Speaking of converting energy, what if you took the energy into yourself and used it to power the centipede’s arrays?
Maria’s mind automatically began formulating a response for why using herself as a capacitor would be impossible, but she stopped herself. Eternity was a land of the impossible–she just had to dare. Fine, give me some prismatic soul gems and I’ll see what I can do.
Some? A prismatic soul gem is incredibly powerful, Maria. I’ll give you five to increase the current you can extract, and even that will likely be too much for you to handle.
She couldn’t see Ian clearly from behind the wall of centipede segments, but she caught flashes of movement as he darted through space, perfectly at home in the weightless vacuum, puppeting himself with greater ease than normal without gravity acting against him. He’d been holding his breath the entire time they’d started the centipede chase, relying on his practice to keep his body functioning without a new source of oxygen. She knew he couldn’t hold on forever, but he projected absolute confidence as he sent his army of centipede constructs after Danessa, overwhelming the Life practitioner through sheer tireless numbers.
She jumped back as five centipede constructs burrowed through the wall of insect flesh and appeared before her, baring the gems socketed haphazardly on their bodies. Maria grasped one of the gems and yanked it free and its centipede host curled in on itself. She’d never used herself as a Death energy battery before. Staring at the gem’s obsidian surface, she wondered, How hard could it be?
She thought of herself siphoning the energy into her cold, dead corpse. Death energy, activate!
But nothing happened.
Ian, how do I absorb the energy?
You’re one of my constructs, Ian replied, his thoughts absent. She sensed him dodging a barrage of Ketu’s ice, which meant that Marcus was failing to keep the man occupied, and Danessa had officially admitted that Ian was more than she could handle. It was possible that Marcus even died, or suffered mortal wounds.
It should come naturally to you, he continued. My mindless constructs all figure it out.
Maria wanted to point out that there was a huge difference between decemantic and necromantic constructs, but decided it was moot point. Ian knew she was fundamentally different from the decemantic minions he used as cannon fodder, but if he thought she could do it, she wouldn’t let him down.
Especially if it was now Ketu and Danessa versus Ian–the necromancer couldn’t wait for the centipede to reach the nethereal light. They needed the vitality seeking array to activate now.
She held the gem up to her chest and grimaced. Other constructs had the gems socketed within them–was she supposed to insert it into her heart, or something similarly gruesome?
Then she had another idea, bringing the gem toward her mouth. It reached her teeth before she gave up–the gem was as big as her first, and too large to fit down her throat.
Y’jeni, this is so stupid, just work!
Maria clenched the gem in her hands and marveled as energy began to wisp off of it.
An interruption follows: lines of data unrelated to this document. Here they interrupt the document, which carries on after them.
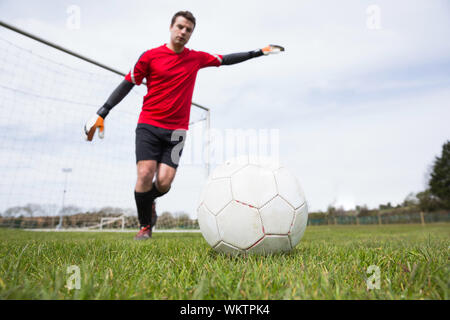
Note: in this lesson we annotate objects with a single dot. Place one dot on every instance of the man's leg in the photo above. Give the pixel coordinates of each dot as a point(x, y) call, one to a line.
point(143, 195)
point(164, 177)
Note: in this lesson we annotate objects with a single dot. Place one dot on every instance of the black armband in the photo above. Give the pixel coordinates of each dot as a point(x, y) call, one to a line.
point(118, 94)
point(233, 58)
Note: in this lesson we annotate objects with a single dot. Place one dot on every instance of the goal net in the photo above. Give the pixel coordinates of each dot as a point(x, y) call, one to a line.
point(49, 174)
She released her grip and the energy subsided. I’ve never seen anyone crush a prismatic soul gem for energy before, but maybe that’s the answer.
She returned the gem to her teeth, winced, then bit down with all her strength. The large gem cracked and melted into her throat as a liquid. If she’d been alive, the liquid could have entered her eyes and given her vital vision.
Maria had never actually heard of what drinking liquid Death energy would do to a person, let alone a construct.
As she reached for the soul gem in the second centipede construct, her body seized, vertigo crashing over her mind.